I did not appreciate Sprinkenhof—it stuck me as a large, unattractive office building, nothing more—and no one else liked it, either. Andrew and his mother thought it was an eyesore.

We were surprised, therefore, when we learned that Sprinkenhof appears on UNESCO’s list of protected World Heritage Sites.

In fact, Hamburg’s entire Counting House Quarter has been deemed a World Heritage Site owing to its status as “the first dedicated office district on the continent of Europe”. Of the Quarter, UNESCO has this to say:

The special identity of this Kontorhaus District, which is among Germany's most impressive cityscapes of the 1920s, is due in part to the fact that the ground plans of the buildings coincide with the outlines of the blocks, to make full use of the available land - an approach chosen deliberately in view of the purely commercial purpose of the buildings. The proportions of the buildings are designed to make use of the maximum height, adding further height by means of stepped-back upper storeys. The formal language of the major buildings is a variant of the "New Construction" style of the 1920s, characterised by their proportions and the use of decorative sculptural elements, with a more restrained version of this style used in the 1930s. The combination of the building material used, that is dark-coloured, hard-fired brick (clinker), and use of the Kontorhaus construction style, results in an overall complex that is characteristic of Hamburg, and is not found anywhere else even in related form. The Kontorhaus District includes heritage buildings of the highest calibre within a small area.
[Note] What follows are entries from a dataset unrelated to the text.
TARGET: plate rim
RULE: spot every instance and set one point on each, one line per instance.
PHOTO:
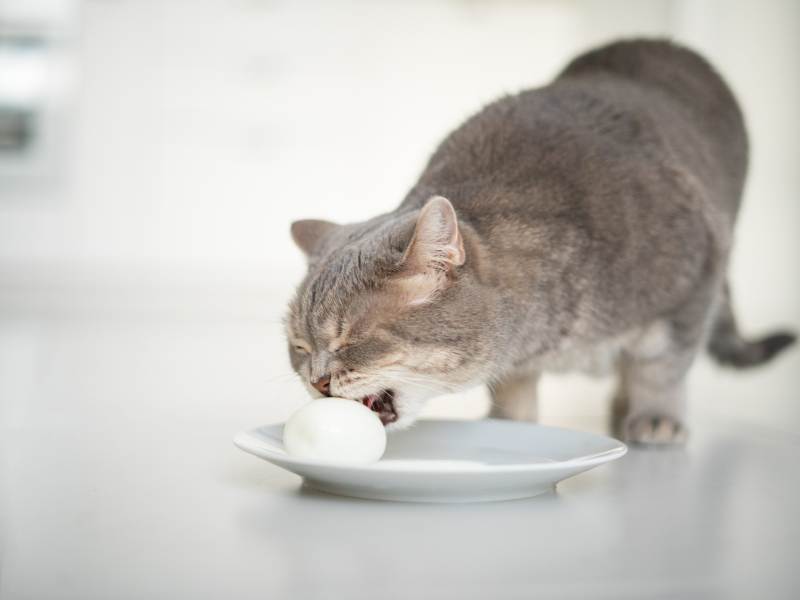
(248, 441)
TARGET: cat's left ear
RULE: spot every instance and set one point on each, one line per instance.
(435, 250)
(308, 234)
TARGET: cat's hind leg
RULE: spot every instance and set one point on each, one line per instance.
(515, 397)
(650, 405)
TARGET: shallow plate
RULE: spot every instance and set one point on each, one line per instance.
(450, 461)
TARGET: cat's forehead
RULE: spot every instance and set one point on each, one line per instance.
(326, 308)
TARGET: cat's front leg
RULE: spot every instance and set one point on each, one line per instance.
(650, 406)
(515, 397)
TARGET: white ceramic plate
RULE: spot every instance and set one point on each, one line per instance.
(450, 461)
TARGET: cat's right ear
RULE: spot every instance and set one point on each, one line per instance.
(308, 234)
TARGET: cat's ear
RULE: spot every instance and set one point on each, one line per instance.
(435, 250)
(308, 233)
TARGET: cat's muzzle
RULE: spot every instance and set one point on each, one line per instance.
(382, 403)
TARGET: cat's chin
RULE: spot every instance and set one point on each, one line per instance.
(382, 404)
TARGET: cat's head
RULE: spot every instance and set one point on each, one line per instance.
(390, 312)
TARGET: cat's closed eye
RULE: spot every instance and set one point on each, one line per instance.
(301, 348)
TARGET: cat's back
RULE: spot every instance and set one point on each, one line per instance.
(611, 116)
(684, 79)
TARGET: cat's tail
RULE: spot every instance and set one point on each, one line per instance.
(728, 347)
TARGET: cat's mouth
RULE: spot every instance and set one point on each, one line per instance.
(381, 403)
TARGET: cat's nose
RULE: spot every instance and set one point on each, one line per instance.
(323, 385)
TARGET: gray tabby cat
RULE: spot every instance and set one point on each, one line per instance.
(583, 225)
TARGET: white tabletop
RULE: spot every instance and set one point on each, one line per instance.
(119, 480)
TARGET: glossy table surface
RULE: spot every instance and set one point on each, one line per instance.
(120, 480)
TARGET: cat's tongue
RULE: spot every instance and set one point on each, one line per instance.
(382, 404)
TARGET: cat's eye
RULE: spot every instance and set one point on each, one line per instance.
(341, 347)
(301, 348)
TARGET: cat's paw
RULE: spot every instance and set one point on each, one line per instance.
(654, 429)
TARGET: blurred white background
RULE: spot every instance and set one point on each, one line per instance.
(144, 250)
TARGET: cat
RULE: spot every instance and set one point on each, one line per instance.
(583, 225)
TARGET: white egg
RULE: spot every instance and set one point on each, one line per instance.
(335, 430)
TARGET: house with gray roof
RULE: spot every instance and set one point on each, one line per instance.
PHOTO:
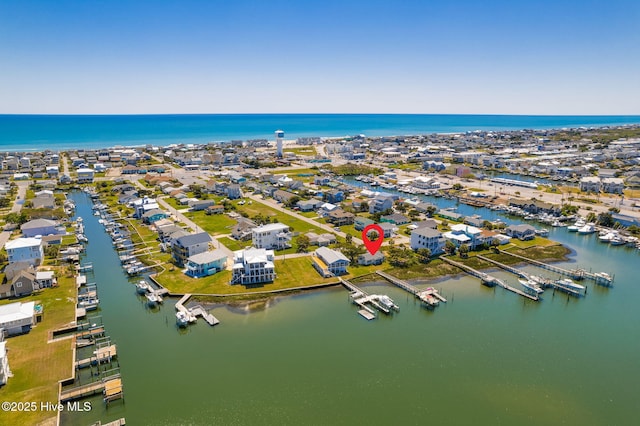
(329, 262)
(186, 246)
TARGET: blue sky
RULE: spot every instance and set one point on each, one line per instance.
(219, 56)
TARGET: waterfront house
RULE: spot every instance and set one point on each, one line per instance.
(85, 175)
(380, 203)
(200, 204)
(253, 266)
(25, 249)
(590, 184)
(321, 240)
(243, 229)
(427, 238)
(154, 215)
(339, 217)
(5, 372)
(612, 185)
(186, 246)
(46, 279)
(522, 232)
(360, 223)
(308, 205)
(274, 236)
(329, 262)
(40, 227)
(215, 209)
(17, 318)
(395, 218)
(23, 284)
(367, 258)
(206, 263)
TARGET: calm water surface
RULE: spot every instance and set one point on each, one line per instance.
(486, 357)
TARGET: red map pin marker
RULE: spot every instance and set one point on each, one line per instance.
(372, 246)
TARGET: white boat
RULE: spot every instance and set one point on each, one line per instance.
(387, 302)
(142, 287)
(571, 285)
(153, 299)
(589, 228)
(182, 319)
(607, 237)
(617, 241)
(531, 286)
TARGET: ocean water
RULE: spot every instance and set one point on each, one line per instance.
(486, 357)
(59, 132)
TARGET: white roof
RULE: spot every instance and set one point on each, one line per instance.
(22, 243)
(16, 311)
(208, 256)
(271, 227)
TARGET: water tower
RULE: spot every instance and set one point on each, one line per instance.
(279, 139)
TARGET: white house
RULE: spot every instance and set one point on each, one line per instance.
(25, 249)
(85, 175)
(5, 373)
(40, 227)
(329, 262)
(427, 238)
(590, 184)
(207, 263)
(612, 185)
(273, 236)
(17, 318)
(252, 266)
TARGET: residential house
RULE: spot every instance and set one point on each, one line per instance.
(309, 205)
(154, 215)
(40, 227)
(395, 218)
(17, 318)
(380, 203)
(359, 223)
(427, 238)
(201, 204)
(186, 246)
(334, 196)
(243, 229)
(339, 217)
(367, 258)
(329, 262)
(590, 184)
(23, 284)
(85, 175)
(612, 185)
(25, 249)
(522, 232)
(321, 240)
(253, 266)
(206, 263)
(273, 236)
(214, 209)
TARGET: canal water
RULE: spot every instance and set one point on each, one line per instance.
(486, 357)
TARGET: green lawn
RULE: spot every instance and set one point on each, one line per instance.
(233, 244)
(215, 224)
(38, 366)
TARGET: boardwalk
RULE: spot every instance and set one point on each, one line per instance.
(489, 279)
(576, 274)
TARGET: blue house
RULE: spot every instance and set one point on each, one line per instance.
(205, 264)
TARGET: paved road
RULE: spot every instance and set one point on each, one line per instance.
(23, 185)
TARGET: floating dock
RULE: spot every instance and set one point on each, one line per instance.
(488, 279)
(600, 278)
(194, 312)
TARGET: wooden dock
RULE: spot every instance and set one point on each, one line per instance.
(489, 279)
(196, 311)
(576, 274)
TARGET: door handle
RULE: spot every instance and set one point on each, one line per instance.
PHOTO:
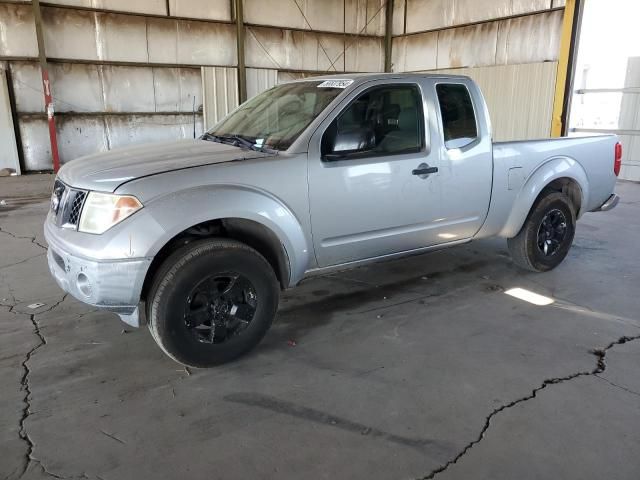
(424, 170)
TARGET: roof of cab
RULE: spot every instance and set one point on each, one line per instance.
(365, 77)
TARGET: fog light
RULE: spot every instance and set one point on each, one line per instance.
(84, 285)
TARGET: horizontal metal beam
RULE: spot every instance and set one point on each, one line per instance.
(481, 22)
(616, 131)
(77, 113)
(189, 19)
(583, 91)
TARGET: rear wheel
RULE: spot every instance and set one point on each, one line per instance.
(212, 301)
(547, 234)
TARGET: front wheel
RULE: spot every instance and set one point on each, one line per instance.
(212, 301)
(546, 236)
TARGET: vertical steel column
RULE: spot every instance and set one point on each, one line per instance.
(567, 43)
(388, 35)
(242, 72)
(46, 85)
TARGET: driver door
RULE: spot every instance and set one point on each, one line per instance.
(374, 185)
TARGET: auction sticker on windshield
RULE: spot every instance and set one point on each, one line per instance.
(335, 84)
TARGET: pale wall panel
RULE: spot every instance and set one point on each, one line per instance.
(519, 97)
(80, 135)
(220, 87)
(8, 148)
(288, 49)
(415, 52)
(86, 35)
(468, 46)
(157, 7)
(365, 16)
(534, 38)
(97, 88)
(17, 31)
(350, 16)
(259, 80)
(528, 39)
(433, 14)
(206, 9)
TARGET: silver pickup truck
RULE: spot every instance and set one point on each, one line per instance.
(196, 238)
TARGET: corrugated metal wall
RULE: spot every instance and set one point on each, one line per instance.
(509, 91)
(8, 147)
(630, 120)
(125, 71)
(510, 47)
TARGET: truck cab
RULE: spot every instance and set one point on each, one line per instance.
(196, 238)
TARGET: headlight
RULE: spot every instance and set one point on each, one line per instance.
(102, 211)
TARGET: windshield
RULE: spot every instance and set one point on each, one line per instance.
(276, 117)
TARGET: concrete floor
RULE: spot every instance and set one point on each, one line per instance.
(417, 368)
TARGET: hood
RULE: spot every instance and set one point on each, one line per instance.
(107, 171)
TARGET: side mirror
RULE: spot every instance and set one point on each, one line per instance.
(351, 141)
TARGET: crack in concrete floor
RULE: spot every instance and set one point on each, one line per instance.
(600, 367)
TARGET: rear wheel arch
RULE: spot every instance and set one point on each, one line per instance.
(567, 186)
(251, 233)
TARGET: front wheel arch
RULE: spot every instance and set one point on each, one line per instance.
(251, 233)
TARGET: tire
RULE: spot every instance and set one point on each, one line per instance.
(205, 289)
(529, 246)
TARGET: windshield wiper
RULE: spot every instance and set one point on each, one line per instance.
(238, 141)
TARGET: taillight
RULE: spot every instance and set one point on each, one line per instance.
(617, 163)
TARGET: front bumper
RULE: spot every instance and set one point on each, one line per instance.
(610, 204)
(113, 285)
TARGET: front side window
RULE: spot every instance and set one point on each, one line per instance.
(275, 118)
(381, 121)
(458, 118)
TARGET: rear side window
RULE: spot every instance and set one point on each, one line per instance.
(458, 117)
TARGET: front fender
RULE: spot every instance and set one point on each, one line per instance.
(164, 217)
(552, 169)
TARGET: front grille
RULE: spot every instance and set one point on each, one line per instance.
(66, 205)
(76, 207)
(56, 196)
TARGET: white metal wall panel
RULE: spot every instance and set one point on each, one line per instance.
(208, 9)
(195, 43)
(97, 88)
(350, 16)
(176, 88)
(259, 80)
(364, 16)
(82, 135)
(468, 47)
(529, 39)
(76, 34)
(17, 31)
(630, 120)
(434, 14)
(36, 149)
(534, 38)
(8, 148)
(519, 97)
(288, 49)
(398, 17)
(220, 90)
(364, 55)
(156, 7)
(27, 87)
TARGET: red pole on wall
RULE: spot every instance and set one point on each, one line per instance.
(48, 105)
(46, 86)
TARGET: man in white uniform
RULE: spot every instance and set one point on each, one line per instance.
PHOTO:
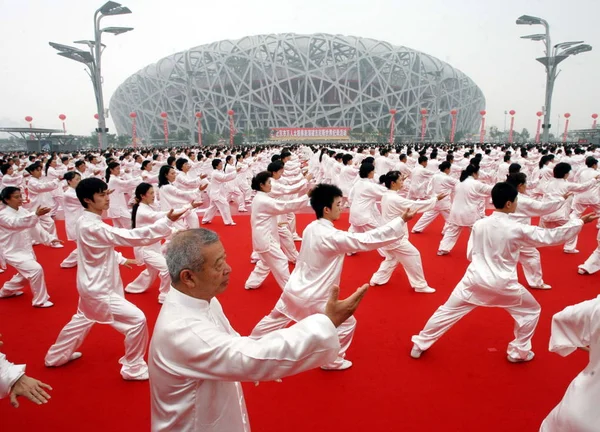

Those are strong claims, and surely not everyone accepts them. I submit that most persons, including most architects, that walk around Hamburg’s Counting House Quarter would be quite surprised—perhaps even stunned—to learn that they were traversing an area now under historic preservation protection.

In the U.S., such buildings would have been replaced no later than the 1980’s, and no one would have given a second thought to their passing.

I wonder whether Eero Saarinen would agree that the Kontorhausviertel deserves protected status.